How to use Kafka in java 07/11 Update SLTechnology News&Howtos

How to use Kafka in java

2025-07-11 Update From: SLTechnology News&Howtos shulou NAV: SLTechnology News&Howtos > Development >

Shulou(Shulou.com)06/02 Report--

This article will explain in detail how to use Kafka in java. The editor thinks it is very practical, so I share it with you for reference. I hope you can get something after reading this article.

Preface

Official document: http://kafka.apache.org/

Chinese document: https://kafka.apachecn.org/

Apache Kafka is a distributed publish-subscribe messaging system.

Compared with traditional messaging systems, Apache Kafka has the following differences:

It is designed as a distributed system and is easy to scale out.

It provides high throughput for both publish and subscribe

It supports multiple subscribers and automatically balances consumers in the event of failure.

It persists messages to disk, so it can be used for bulk consumption, such as ETL, and real-time applications.

1 brief introduction

First, there are some concepts:

Kafka runs on one or more servers as a cluster. Kafka classifies the stored stream data through topic. Each record contains a key, a value, and a timestamp (timestamp).

Kafka has four core API:

The Producer API allows an application to publish streaming data to one or more Kafka topic.

The Consumer API allows an application to subscribe to one or more topic and process streaming data published to them.

The Streams API allows an application to act as a stream processor, consume one or more topic-generated input streams, and then produce an output stream to one or more topic for efficient conversion in the input-output stream.

The Connector API allows you to build and run reusable producers or consumers to connect Kafka topics to existing applications or data systems. For example, connect to a relational database and capture all changes to the table (table).
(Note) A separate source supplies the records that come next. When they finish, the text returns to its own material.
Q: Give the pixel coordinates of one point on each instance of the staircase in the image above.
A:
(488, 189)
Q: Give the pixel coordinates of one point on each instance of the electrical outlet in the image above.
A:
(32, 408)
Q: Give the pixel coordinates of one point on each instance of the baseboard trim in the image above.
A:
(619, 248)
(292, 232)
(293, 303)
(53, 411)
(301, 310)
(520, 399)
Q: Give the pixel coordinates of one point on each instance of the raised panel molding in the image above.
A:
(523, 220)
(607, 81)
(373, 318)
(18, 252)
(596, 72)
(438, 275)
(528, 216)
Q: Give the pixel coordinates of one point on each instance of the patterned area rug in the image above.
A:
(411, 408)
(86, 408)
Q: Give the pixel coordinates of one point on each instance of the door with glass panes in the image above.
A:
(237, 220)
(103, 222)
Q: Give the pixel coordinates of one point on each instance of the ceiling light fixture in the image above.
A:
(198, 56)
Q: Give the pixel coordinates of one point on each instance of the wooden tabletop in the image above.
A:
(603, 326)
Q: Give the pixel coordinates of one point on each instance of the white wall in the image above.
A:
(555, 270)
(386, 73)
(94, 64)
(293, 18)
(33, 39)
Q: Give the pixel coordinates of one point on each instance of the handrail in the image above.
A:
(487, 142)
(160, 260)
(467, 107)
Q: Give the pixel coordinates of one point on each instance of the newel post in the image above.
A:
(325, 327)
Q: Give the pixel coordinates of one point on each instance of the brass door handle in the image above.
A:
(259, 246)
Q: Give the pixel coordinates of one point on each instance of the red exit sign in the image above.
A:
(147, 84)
Supported languages (except Java):

Common concepts:

1 Topics and Log

Let's first take a closer look at the core concept of Kafka: providing a stream of records-topic

Topic is the theme of data, the place where data records are published, and can be used to distinguish business systems. Topics in Kafka is always in multi-subscriber mode, and a topic can have one or more consumers to subscribe to its data.

For each topic, the Kafka cluster maintains a partition log, as shown below:

Each record in the partition is assigned an id number to represent the order, which we call offset,offset to uniquely identify each record in the partition.
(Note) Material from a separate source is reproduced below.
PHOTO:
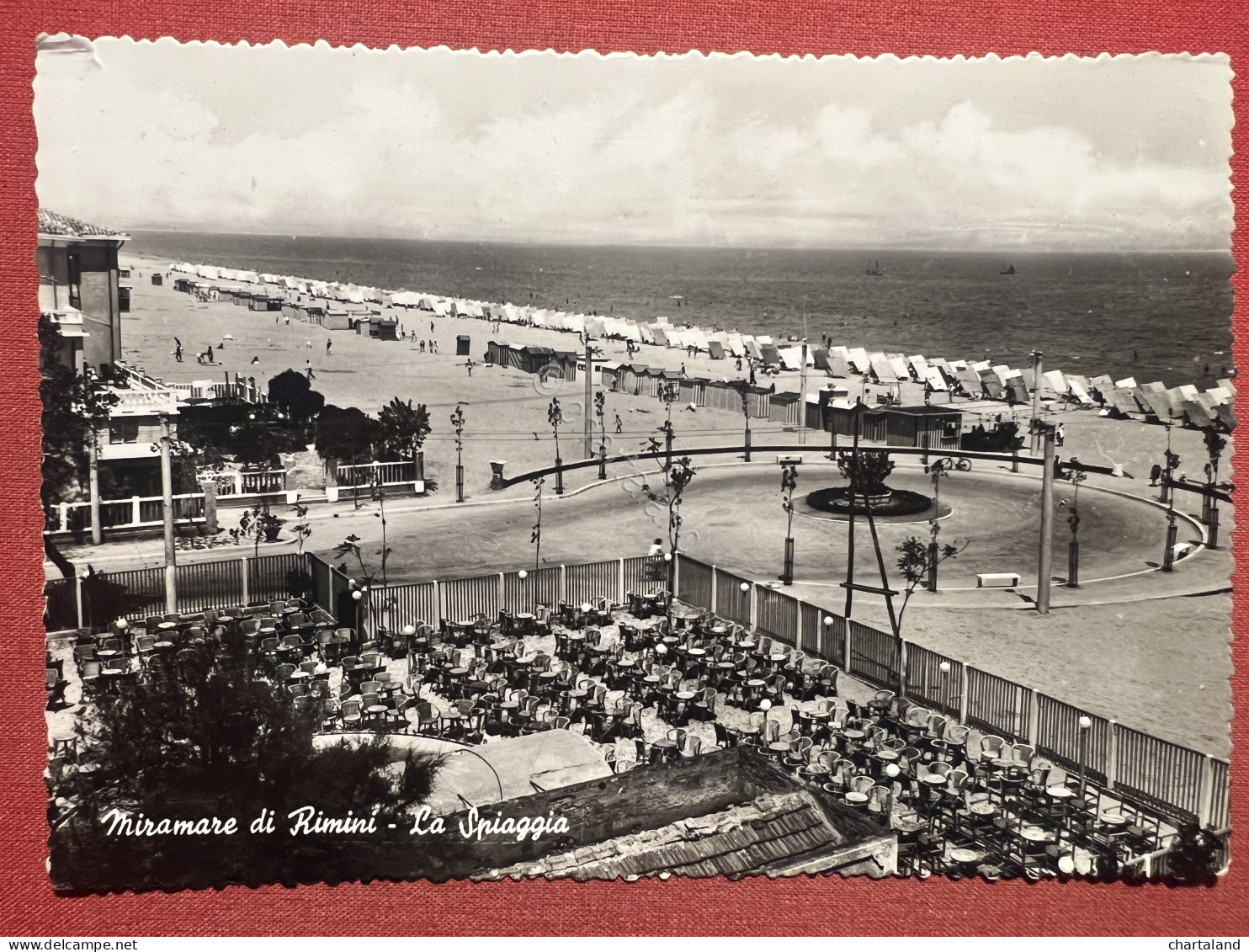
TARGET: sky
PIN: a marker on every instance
(1127, 152)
The Kafka cluster keeps records of all releases-whether they have been consumed or not-and is controlled by a configurable parameter-retention period. For example, if the retention policy is set to 2 days, a record can be consumed at any time within two days after it is published, and after two days the record will be discarded and free disk space. The performance of Kafka has nothing to do with data size, so there is no problem with storing data for a long time.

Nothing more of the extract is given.